Arraignment” isn’t a word many of us heard growing up, so it’s not surprising that many first-time defendants stress about an unfamiliar-sounding court date.
It’s likely that when your attorney entered their appearance, she or he waived your preliminary hearing and entered a plea of not guilty on your behalf. If you or your attorney hasn’t entered a plea yet, you will have to do so at your arraignment.
There is no arraignment for simple misdemeanors in Iowa.
You and your attorney can handle this court date in person or in writing.
Most Iowa counties allow arraignments to be done in writing.
Written arraignments take less time. They save you money on attorney fees and expenses like mileage and parking meters. They also mean you don’t have to take the day off work to go to court. For most people, it makes sense to do things this way.
To do a “written arraignment,” your lawyer will give you a document to read and sign and a copy of the Trial Information, which is the formal document that charges you. You will read these documents and make sure that you understand them before signing.
If there’s any part of the documents that you don’t understand, you need to talk to your attorney right away.
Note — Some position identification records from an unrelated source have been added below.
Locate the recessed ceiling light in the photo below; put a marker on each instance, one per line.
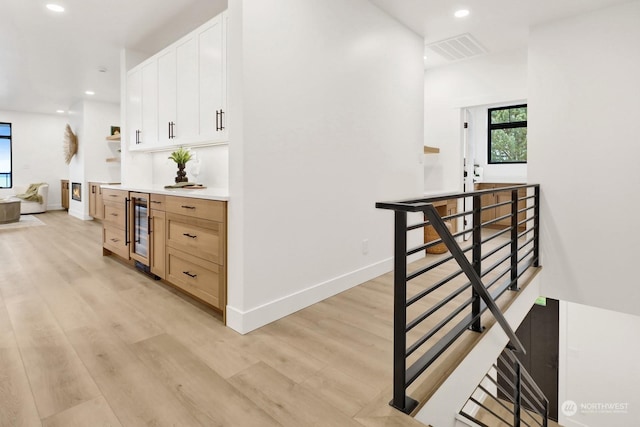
(55, 7)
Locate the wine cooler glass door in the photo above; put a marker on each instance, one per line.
(140, 241)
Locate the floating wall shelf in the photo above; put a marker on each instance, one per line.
(431, 150)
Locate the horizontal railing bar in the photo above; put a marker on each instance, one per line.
(416, 321)
(417, 205)
(420, 365)
(489, 410)
(495, 235)
(495, 250)
(472, 419)
(496, 265)
(427, 268)
(422, 294)
(430, 267)
(488, 393)
(527, 376)
(418, 343)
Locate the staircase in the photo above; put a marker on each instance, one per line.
(455, 312)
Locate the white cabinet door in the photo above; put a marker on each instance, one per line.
(187, 91)
(149, 134)
(134, 108)
(211, 58)
(167, 97)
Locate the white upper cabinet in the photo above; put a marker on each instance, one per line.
(212, 74)
(142, 106)
(182, 92)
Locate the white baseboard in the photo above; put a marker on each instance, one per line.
(249, 320)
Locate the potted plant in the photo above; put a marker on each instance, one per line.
(181, 156)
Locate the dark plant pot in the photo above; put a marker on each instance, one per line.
(182, 175)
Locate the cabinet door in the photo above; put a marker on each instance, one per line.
(99, 203)
(149, 135)
(211, 55)
(167, 96)
(92, 199)
(158, 241)
(186, 129)
(134, 108)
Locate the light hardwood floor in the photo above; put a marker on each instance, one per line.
(88, 341)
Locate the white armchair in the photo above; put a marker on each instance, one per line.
(29, 207)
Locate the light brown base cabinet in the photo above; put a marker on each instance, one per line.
(187, 242)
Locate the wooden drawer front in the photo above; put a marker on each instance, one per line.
(197, 208)
(114, 196)
(114, 214)
(200, 238)
(157, 202)
(200, 278)
(114, 240)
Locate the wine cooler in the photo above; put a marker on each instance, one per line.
(139, 226)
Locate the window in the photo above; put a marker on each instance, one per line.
(5, 156)
(508, 134)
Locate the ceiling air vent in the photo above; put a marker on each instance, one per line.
(457, 48)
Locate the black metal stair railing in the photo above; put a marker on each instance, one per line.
(457, 284)
(507, 395)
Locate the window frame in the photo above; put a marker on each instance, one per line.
(10, 138)
(498, 126)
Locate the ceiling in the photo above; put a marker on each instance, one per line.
(49, 60)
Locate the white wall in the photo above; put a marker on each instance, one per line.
(91, 122)
(331, 121)
(583, 150)
(37, 152)
(598, 367)
(490, 79)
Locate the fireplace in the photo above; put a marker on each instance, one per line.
(76, 191)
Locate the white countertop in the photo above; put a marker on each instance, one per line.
(221, 194)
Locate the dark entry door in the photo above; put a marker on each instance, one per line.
(539, 333)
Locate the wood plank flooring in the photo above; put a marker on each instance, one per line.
(87, 341)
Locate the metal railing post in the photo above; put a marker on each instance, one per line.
(536, 226)
(476, 326)
(400, 400)
(514, 240)
(517, 395)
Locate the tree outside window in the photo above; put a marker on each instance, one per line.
(508, 134)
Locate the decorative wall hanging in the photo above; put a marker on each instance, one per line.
(70, 144)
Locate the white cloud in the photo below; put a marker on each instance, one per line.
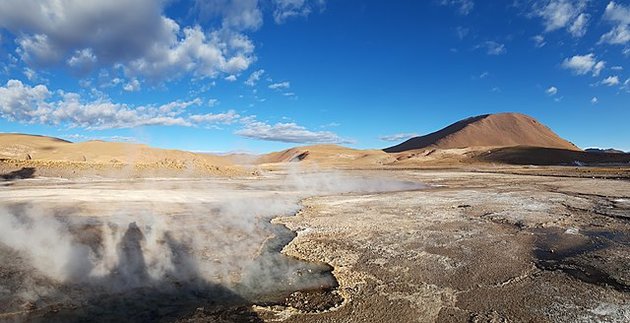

If you aren’t sure that you understand the charges against you or the documents you’re reading and signing, it’s best to do the arraignment in person, in court.
There are times when it makes more sense to do an arraignment in person than in writing.
For example, if you have trouble understanding English, have certain mental health difficulties, or aren’t sure that you understand the written arraignment and Trial Information, you should do your arraignment in writing.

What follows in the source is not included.